The use of a modified light trap in Robinson Preserve proved to be an effective method for sampling ichthyoplankton and meroplankton, as well as some other groups. Several fish parasites were collected in large numbers during this study. Juveniles of the parasitic isopod family Cymothidae were by far the most dominant form of isopod present in the light trap samples. Parasitic copepods of the genera Argulus and Caligus were also collected in large numbers. The high abundance of external fish parasites collected with this method may provide a new and efficient means of surveying such taxa in estuarine systems.

References:

Hernandez, F.J., and R. F. Shaw. 2003. Comparison of plankton net and light trap methodologies for sampling larval and juvenile fishes at offshore petroleum platforms and a coastal jetty off Louisiana. American Fisheries Society Symposium 36: 15-38.

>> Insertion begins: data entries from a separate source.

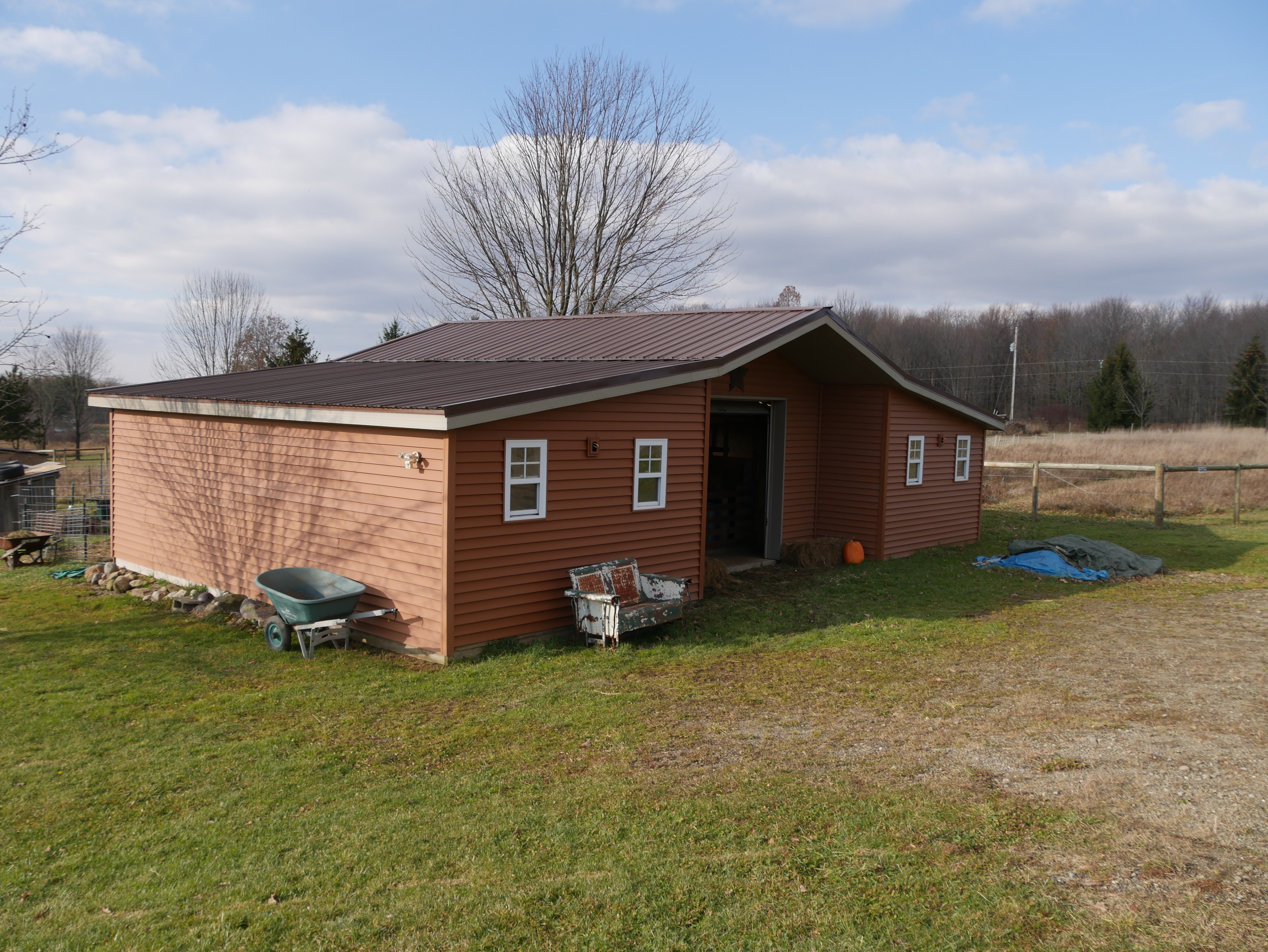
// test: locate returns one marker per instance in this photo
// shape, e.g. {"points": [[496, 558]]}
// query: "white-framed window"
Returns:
{"points": [[915, 461], [525, 480], [963, 448], [651, 458]]}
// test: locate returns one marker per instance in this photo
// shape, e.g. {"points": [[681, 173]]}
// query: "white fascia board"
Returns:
{"points": [[486, 416], [283, 412]]}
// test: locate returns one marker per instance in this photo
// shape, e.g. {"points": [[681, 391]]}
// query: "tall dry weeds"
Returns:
{"points": [[1124, 494]]}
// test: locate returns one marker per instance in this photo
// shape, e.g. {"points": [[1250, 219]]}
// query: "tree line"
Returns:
{"points": [[1168, 363]]}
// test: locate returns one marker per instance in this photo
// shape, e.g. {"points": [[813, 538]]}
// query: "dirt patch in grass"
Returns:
{"points": [[1144, 710]]}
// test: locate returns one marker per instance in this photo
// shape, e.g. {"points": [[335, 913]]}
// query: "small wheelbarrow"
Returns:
{"points": [[26, 552], [314, 604]]}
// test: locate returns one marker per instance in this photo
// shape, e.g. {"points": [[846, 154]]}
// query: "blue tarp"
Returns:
{"points": [[1044, 562]]}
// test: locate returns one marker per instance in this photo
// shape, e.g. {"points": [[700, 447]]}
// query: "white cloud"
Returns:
{"points": [[84, 51], [316, 203], [921, 224], [950, 108], [1012, 11], [1200, 121]]}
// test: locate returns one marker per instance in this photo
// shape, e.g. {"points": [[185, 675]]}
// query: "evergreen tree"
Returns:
{"points": [[1118, 396], [1246, 404], [16, 408], [392, 331], [296, 349]]}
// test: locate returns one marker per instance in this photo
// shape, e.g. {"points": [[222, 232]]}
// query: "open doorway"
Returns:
{"points": [[740, 440]]}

Jones, D.L. 2006. Design, construction, and use of a new light trap for sampling larval coral reef fishes. NOAA Technical Memorandum NMFS-SEFSC-544.

Lewis, R. R., R. G. Gilmore, Jr., D. W. Crewz, and W. E. Odum. 1985. Mangrove habitat and fishery resources of Florida. Pages 281-336 in W. Seaman, Jr., editor. Florida aquatic habitat and fishery resources. Florida Chapter, American Fisheries Society, Kissimmee, Florida.

Strydom, N.A. 2003. An assessment of habitat use by larval fishes in a warm temperate estuarine creek using light traps. Estuaries 26(5): 1310-1318.